15 November 2010

Monday Mental Health News

Lamarck wasn't all wrong. A parent's experiences can be passed onto a child. In particular, a mother's drug use, even if discontinued before pregnancy, can "raise the risk among both their children and grandchildren for addiction or other psychiatric disorders." Presumably, the mechanism is epigenetic. Mouse models have shown that this effect can happen independent of genetics, as it can arise in previously healthy mice who are intentionally given drug addictions. Similar mouse models have shown that obesity propensity may have similar sources.

Researchers have shown directly what the corollation between advanced parental age and a variety of mental illnesses including mental retardation had long suggested. A significant share of mental retardation cases arise from mutations that either arise first in a child, or arise first, for example, in a mother in the case of a mutation that only manifests in men.

Progress has been made in identifying a mechanism for schitzophrenia that may explain why it manifests in adolescence instead of early childhood.

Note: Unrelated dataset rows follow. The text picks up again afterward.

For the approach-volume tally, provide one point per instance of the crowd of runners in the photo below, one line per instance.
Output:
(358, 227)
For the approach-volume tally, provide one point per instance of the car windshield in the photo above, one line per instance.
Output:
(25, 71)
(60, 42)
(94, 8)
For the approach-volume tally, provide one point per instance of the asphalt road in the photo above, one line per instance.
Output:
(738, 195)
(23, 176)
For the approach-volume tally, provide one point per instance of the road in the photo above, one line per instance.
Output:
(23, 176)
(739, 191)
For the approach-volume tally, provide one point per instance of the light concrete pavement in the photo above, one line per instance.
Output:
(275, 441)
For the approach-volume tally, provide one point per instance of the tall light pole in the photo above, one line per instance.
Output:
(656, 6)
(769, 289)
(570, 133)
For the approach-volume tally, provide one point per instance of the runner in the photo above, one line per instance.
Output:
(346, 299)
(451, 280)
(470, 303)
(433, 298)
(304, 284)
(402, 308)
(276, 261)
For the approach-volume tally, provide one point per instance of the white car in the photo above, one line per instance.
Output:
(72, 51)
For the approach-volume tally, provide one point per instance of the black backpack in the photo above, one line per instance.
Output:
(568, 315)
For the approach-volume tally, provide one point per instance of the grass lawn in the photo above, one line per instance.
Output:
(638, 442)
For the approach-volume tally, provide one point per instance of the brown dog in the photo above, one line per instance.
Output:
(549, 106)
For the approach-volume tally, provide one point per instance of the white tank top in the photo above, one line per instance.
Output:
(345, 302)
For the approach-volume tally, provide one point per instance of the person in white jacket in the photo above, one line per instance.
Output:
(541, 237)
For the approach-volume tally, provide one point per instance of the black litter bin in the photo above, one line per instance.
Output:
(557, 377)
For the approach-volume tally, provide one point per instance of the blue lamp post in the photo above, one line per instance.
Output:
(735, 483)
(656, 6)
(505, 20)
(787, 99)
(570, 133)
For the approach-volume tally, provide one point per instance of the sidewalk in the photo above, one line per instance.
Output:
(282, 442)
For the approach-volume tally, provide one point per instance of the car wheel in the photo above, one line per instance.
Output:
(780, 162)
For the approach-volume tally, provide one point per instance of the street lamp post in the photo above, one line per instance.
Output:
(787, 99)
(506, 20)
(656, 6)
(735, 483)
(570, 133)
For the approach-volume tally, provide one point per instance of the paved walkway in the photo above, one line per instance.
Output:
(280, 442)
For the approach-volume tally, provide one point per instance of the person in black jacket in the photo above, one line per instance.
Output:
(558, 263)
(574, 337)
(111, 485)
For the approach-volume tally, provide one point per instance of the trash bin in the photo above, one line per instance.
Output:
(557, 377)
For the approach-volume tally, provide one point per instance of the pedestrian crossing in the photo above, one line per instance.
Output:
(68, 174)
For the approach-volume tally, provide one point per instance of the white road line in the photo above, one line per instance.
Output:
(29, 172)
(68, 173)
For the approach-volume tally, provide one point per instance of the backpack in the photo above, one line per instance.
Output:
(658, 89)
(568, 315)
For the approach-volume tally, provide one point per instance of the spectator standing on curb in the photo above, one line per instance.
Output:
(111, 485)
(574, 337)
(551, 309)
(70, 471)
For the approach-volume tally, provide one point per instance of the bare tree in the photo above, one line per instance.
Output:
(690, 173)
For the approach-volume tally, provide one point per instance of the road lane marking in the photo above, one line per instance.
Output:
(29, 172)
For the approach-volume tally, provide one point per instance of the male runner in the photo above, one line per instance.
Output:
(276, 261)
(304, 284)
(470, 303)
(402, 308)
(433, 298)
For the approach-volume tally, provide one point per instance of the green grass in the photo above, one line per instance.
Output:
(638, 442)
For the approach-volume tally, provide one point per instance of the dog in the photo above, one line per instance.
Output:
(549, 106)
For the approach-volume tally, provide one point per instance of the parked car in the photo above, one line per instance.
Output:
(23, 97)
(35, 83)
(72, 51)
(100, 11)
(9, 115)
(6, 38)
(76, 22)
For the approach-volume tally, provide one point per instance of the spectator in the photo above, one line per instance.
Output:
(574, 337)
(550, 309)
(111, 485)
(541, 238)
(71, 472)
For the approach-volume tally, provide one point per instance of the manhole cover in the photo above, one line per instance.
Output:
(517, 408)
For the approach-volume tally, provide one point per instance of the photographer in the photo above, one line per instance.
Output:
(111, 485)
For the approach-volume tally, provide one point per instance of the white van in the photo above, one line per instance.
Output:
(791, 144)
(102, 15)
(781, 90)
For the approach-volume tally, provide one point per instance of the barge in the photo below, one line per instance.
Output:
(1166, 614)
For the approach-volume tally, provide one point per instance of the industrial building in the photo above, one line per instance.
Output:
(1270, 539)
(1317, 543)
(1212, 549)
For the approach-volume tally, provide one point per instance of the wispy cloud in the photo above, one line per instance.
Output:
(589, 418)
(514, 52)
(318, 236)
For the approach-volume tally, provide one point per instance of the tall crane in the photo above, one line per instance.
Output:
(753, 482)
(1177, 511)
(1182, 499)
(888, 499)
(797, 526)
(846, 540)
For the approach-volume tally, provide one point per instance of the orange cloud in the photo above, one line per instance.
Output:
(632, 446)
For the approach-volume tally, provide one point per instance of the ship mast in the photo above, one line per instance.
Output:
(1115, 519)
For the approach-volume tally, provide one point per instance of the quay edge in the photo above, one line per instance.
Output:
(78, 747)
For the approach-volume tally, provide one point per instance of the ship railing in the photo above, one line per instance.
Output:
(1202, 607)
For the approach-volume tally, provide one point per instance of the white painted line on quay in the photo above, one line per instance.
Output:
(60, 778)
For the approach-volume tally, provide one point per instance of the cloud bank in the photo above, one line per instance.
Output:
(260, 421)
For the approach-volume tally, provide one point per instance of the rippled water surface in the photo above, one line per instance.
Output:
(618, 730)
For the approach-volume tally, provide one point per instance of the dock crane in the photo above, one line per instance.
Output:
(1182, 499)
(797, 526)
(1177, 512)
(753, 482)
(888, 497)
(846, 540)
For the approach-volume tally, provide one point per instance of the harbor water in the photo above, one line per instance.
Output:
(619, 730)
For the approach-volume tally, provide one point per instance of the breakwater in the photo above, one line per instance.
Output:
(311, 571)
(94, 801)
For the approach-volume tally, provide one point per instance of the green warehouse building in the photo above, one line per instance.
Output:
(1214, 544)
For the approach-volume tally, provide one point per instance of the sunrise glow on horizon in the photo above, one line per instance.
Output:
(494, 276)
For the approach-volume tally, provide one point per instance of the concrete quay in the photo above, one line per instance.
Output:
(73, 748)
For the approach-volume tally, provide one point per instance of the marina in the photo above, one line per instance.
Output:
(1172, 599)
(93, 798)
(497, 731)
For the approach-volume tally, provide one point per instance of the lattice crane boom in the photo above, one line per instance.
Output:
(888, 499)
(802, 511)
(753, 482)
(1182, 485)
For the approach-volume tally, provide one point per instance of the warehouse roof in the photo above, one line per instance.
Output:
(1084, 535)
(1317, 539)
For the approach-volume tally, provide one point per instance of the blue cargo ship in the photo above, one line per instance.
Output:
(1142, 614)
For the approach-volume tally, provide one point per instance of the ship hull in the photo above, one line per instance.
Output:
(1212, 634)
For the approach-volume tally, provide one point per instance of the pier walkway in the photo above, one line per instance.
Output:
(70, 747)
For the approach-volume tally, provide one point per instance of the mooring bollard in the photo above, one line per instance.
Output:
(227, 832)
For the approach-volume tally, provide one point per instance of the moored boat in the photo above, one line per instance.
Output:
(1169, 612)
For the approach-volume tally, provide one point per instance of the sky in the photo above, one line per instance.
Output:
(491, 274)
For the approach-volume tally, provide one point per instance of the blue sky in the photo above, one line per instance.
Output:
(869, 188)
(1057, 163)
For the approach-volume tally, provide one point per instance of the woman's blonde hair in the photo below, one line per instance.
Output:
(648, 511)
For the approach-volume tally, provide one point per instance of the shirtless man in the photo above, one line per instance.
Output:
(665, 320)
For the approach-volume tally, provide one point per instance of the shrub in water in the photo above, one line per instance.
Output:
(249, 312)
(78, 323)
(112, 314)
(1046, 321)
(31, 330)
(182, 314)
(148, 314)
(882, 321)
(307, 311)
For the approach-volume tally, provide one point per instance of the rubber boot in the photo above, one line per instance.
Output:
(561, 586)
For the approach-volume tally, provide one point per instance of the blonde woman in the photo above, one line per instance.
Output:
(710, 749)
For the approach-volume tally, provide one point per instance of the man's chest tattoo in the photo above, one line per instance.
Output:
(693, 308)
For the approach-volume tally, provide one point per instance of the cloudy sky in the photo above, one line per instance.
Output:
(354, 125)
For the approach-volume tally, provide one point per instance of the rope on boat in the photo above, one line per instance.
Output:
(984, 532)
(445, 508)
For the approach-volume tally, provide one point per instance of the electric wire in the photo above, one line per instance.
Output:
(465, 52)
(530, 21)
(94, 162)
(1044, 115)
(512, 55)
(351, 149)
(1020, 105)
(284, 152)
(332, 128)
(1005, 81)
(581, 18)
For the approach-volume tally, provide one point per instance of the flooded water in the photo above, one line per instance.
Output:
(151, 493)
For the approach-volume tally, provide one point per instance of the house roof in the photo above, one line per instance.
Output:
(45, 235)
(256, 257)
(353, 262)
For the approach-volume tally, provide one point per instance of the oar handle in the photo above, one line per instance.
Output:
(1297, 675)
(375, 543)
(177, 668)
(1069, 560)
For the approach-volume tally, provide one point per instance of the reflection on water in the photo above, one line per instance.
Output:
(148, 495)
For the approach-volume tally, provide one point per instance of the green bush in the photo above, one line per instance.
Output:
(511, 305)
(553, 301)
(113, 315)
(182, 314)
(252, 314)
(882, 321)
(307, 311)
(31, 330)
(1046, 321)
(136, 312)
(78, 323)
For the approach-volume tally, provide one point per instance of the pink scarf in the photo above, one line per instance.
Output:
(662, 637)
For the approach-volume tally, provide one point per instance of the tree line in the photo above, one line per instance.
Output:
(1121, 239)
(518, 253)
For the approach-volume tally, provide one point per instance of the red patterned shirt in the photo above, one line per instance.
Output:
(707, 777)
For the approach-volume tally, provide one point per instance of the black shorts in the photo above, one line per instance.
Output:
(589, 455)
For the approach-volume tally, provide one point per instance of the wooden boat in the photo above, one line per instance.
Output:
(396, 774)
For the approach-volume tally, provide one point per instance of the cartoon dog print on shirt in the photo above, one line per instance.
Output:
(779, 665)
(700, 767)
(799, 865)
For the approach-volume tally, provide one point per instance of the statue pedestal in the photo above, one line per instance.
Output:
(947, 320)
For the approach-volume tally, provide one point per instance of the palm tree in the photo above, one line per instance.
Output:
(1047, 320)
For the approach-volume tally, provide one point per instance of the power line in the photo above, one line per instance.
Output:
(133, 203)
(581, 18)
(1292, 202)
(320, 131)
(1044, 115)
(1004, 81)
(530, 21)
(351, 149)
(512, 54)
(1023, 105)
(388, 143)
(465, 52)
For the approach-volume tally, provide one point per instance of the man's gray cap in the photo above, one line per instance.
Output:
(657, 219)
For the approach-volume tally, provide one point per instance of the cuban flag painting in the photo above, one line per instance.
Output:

A certain pair of cells called pyramid cells and chandelier cells may be atrophied. Excess neutral connections in children provide reserves of neural capacity that mask the effect. But, excess connections are apparently thinned out in adolescence, causing the symptoms to manifest. Identifying a mechanism may lead to more effective treatments and may make early diagnosis more important. For example, a treatment might be designed to prevent the thinning of neural connections that manifests in adolescence, leaving patients with tween minds as opposed to adult schitzophrenic minds. A better understanding of the mechanism involved may also shed more light on underlying how biochemical and genetic traits could give rise to the condition. From here.